Nous sommes le 20 décembre 1943. L’air est glacé et au-dessus du ciel d’Allemagne le 2nd Lt. Charles « Charlie » Brown s’efforce de piloter son bombardier très gravement endommagé. Charles Brown est blessé à l’épaule, son mitrailleur de queue, le Sgt. Hugh « Ecky » Eckenrode, a été tué et plusieurs membres de l’équipage sont blessés, certains gravement.

 

Charles Brown (à droite) et Franz Stigler

 

Le bombardier en question est un B-17F, surnommé Ye Olde Pub. Il a été touché deux fois par la Flak alors qu’il se dirigeait sur son objectif, une usine de fabrication de Focke-Wulf 190 à Bremen. La Flak a endommagé le nez en plexiglas, détruit le moteur intérieur gauche (n° 2) de ce quadrimoteur et endommagé le moteur extérieur droit (n° 4) que l’équipage doit ralentir afin d’éviter un surrégime. Le bombardier est vite séparé de sa formation et se trouve sans tarder à la merci de chasseurs allemands qui s’acharnent sur lui. La queue arrière et le nez sont déchiquetés, les systèmes électrique, hydraulique et d’oxygène sont endommagés, la radio ne fonctionne plus, la carlingue criblée laisse entrer de l’air de partout et des morceaux de ferraille battent. Charlie Brown s’évanouit, perte de sang, manque d’oxygène, et le bombardier commence à piquer. Il est possible que les chasseurs allemands aient jugé qu’il n’était plus utile de le poursuivre. Lorsque Charlie Brown reprend connaissance, son appareil n’est plus qu’à quelques centaines de pieds du sol. Il parvient à le redresser et met le cap sur l’ouest, soit l’Angleterre, distante de deux cent cinquante miles. Charles Brown ne peut guère faire monter l’appareil au-dessus de mille pieds. Il ne tarde pas à réaliser qu’un Messerschmitt Bf 109 le suit de près, de si près qu’il peut voir le pilote lui faire des signes, mais il ne comprend pas ce qu’il lui veut. Le chasseur allemand vole à côté du bombardier américain puis il passe au-dessus et derrière. Charlie Brown s’attend à tout moment à recevoir le coup de grâce. Mais rien. Il comprend, stupéfait, que le chasseur l’escorte. Les deux avions survolent la côte puis la mer du Nord. Alors qu’ils se sont éloignés des côtes de France, le chasseur se place à côté du bombardier, son pilote salue Charlie Brown avant de revenir vers la France. Charlie Brown parvient à poser Ye Olde Pub sur une base aérienne d’East Anglia. Sur les dix hommes d’équipage, un seul mort, le mitrailleur de queue. Tous les blessés survivront. Au cours du debriefing, Charlie Brown rapporte son aventure. Il est décidé qu’elle restera secrète.

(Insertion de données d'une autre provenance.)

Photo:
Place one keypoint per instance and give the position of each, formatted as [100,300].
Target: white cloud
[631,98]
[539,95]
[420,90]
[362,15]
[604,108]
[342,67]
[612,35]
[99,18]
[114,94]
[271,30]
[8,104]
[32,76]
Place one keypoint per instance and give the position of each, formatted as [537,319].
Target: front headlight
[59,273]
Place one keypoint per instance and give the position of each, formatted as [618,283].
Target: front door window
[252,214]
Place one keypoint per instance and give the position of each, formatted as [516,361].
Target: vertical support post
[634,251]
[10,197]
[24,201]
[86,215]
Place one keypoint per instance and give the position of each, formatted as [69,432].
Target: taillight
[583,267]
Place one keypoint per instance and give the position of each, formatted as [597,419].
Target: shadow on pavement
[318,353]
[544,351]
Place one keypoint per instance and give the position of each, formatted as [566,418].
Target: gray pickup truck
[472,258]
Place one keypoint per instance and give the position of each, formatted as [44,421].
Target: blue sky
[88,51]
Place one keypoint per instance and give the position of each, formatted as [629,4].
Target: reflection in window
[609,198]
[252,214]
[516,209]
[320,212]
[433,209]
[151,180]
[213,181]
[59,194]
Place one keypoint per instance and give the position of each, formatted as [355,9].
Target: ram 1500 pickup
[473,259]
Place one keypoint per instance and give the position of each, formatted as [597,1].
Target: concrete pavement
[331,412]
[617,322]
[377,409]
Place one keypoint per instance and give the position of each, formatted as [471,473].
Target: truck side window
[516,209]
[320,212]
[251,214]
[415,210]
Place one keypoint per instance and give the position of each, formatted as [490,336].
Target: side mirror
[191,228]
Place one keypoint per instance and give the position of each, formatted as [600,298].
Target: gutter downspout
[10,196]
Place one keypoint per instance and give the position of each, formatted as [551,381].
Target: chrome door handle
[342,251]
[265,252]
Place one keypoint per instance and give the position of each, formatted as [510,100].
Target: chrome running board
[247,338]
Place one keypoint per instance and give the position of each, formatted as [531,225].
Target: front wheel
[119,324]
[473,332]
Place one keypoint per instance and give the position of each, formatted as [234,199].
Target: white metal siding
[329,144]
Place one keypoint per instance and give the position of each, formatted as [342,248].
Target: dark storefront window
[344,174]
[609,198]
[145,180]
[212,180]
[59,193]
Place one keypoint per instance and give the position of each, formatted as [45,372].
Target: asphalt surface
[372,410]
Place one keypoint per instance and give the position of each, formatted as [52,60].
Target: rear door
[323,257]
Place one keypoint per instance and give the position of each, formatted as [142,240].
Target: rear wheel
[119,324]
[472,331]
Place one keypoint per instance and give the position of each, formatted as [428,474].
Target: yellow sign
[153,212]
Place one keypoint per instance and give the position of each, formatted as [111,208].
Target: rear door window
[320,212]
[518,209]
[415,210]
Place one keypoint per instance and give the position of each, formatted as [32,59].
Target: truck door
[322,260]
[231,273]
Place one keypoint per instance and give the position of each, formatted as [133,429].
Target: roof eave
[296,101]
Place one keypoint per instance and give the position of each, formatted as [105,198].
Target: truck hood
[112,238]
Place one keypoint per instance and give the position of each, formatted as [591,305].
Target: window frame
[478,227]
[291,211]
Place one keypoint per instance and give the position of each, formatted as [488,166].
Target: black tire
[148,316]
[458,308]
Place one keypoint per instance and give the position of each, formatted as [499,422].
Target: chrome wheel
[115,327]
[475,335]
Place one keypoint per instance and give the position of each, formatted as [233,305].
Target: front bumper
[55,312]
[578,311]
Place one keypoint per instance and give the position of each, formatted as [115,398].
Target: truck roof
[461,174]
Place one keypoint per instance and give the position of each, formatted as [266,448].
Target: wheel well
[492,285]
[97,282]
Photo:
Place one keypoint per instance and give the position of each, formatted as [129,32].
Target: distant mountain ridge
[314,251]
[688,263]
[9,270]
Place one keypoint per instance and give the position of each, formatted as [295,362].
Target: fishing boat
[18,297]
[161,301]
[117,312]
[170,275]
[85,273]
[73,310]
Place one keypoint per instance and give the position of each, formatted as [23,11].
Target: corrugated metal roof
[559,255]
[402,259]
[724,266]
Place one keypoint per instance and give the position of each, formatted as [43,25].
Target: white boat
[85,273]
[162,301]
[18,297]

De retour aux États-Unis, Charlie Brown reprend des études avant de rejoindre l’USAF en 1949 où il sert jusqu’en 1965 avec le grade de colonel. Il ne révèle son histoire du 20 décembre 1943 qu’en 1986, au cours d’un meeting de pilotes de guerre retraités, Gathering the Eagles. Certains d’entre eux se demandent s’il n’affabule pas, au moins en partie, et lui-même en vient à douter de sa mémoire. Il se demande si les blessures, l’épuisement et le stress n’ont pas provoqué des hallucinations. Pour mettre fin au doute, il décide de rechercher le pilote du Messerschmitt Bf 109. Quatre ans de recherches. En 1990, il reçoit une lettre signée Franz Stigler, alors résidant au Canada. Il lui fait savoir qu’il est bien le pilote du chasseur qui avait escorté son bombardier, le 20 décembre 1943.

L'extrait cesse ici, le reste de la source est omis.